In order to maintain continuity and ease of transition, Mr. Freudenthaler will continue as Secretary of the Company and will join the Board as a non-independent director with effect from January 19, 2024. In connection therewith, Mr. Freudenthaler signed a Board Services Agreement with the Company. Pursuant to the said agreement, Mr. Freudenthaler will serve as a member of the Board until the earlier of the next annual meeting of shareholders, his successor is duly elected and qualified, he is terminated earlier or due to this resignation or removal in accordance with the Company’s governing documents and applicable law. The Company shall pay him an annual compensation of $20,000 as a member of the Board and $4,000 for his services as Secretary, quarterly.

 

Also on January 19, 2024, the Company entered into an employment agreement with Donald Quinby to replace Mr. Freudenthaler as Chief Financial Officer of the Company (the “CFO Employment Agreement”). Pursuant to the terms of the CFO Employment Agreement, Mr. Quinby’s initial term of employment is from January 19, 2024 through January 18, 2025. Thereafter, the CFO Employment Agreement shall be automatically extended, upon the same terms and conditions, for successive one-year periods, unless either party provides written notice of its/his intention not to extend the term at least 90 days prior to the end of the relevant term.

 

Mr. Quinby shall receive an annual base salary of $250,000, paid in periodic installments subject to payroll deductions and other tax withholdings in accordance with the Company’s customary payroll practices and applicable wage payment laws, but no less frequently than monthly. He shall be eligible to receive a discretionary bonus based on performance as determined by the Board. In consideration of him entering into this CFO Employment Agreement and as an inducement to join the Company, the Company will grant him such number of options to purchase Company shares under its 2022 Stock Incentive Plan representing $220,000 in intrinsic value.

 

Prior to joining the Company, Mr. Quinby has held leading finance roles with several public companies. Since 2018, Mr. Quinby has been a Finance Director covering financial planning and analysis and investor relations at Nextracker Inc., a leader in utility scale solar tracker and software solutions. Prior to that, from 2016 to 2018, Mr. Quinby was a Finance Director for a smart-home residential solar business at Flex, preceded by being a Senior Manager of Financial Planning & Analysis for SunEdison’s Residential and Small Commercial solar business from 2015 to 2016. Mr. Quinby was a Senior Manager of Business Finance at Dolby Laboratories from 2009 to 2015. From 2004 to 2008, he was a Senior Manager, then director with KPMG, LLP’s Transaction Services, providing Mergers and Acquisitions advisory services on numerous deals for private equity and corporate clients.
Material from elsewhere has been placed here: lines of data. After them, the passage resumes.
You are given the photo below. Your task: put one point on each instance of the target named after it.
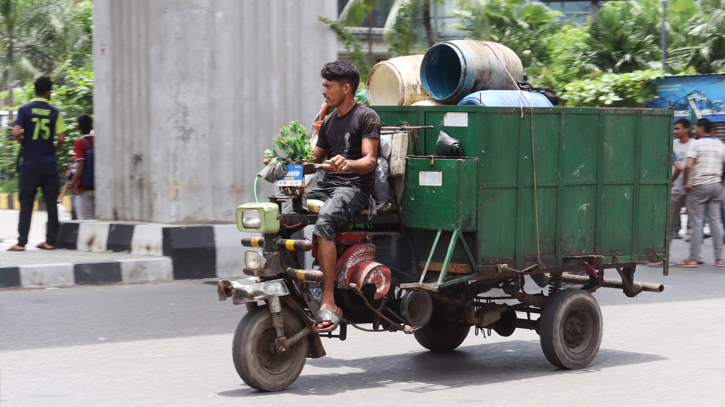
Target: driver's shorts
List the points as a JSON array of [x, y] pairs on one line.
[[341, 204]]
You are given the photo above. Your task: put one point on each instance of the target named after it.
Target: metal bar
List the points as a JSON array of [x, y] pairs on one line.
[[560, 192], [275, 307], [520, 196], [296, 337], [663, 35], [468, 251], [637, 175], [457, 280], [304, 275], [608, 283], [430, 256], [403, 128], [599, 205], [449, 254], [666, 262]]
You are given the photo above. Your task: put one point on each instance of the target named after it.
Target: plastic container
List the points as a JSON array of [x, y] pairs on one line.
[[396, 82], [452, 70], [429, 102], [505, 98]]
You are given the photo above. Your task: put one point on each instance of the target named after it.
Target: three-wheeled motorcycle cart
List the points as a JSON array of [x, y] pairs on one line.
[[557, 194]]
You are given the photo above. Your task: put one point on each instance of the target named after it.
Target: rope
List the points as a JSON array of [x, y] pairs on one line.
[[533, 150]]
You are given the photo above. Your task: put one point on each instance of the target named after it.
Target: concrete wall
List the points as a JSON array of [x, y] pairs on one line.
[[190, 92]]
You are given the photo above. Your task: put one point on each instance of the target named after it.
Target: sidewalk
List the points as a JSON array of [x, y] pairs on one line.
[[46, 268], [101, 252], [9, 228]]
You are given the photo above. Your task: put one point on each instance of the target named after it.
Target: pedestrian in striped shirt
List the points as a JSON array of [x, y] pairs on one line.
[[704, 185]]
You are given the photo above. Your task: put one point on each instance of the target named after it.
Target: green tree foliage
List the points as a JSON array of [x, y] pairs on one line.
[[622, 90], [519, 26], [46, 37], [295, 144], [624, 40]]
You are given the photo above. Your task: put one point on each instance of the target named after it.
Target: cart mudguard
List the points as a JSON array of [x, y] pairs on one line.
[[250, 290]]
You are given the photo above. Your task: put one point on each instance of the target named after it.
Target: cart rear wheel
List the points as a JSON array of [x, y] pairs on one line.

Mr. Quinby received an MBA from the University of California at Davis and a BA from Colby College. He has been a Chartered Financial Analyst charterholder since 2007.

 

 

 

 

There are no family relationships between Mr. Quinby and any director, executive officer or person nominated or chosen by the Company to become a director or executive officer. Additionally, there have been no transactions involving Mr. Quinby that would require disclosure under Item 404(a) of Regulation S-K.

 

The foregoing description of the Resignation Agreement, the Board Services Agreement and the CFO Employment Agreement is qualified in its entirety by reference to the Resignation Agreement, the Board Services Agreement and the CFO Employment Agreement, which are filed with this Current Report on Form 6-K as Exhibits 10.1, 10.2 and 10.3.

 

Item 9.01 Financial Statements and Exhibits.

 

Exhibit No.   Description
10.1   Resignation Agreement
10.2   Board Services Agreement
10.3   CFO Employment Agreement

 

 

 

 

SIGNATURES

 

Pursuant to the requirements of the Securities Exchange Act of 1934, the registrant has duly caused this report to be signed on its behalf by the undersigned, thereunto duly authorized.

 

Date: January 19, 2024 FREIGHT TECHNOLOGIES, INC.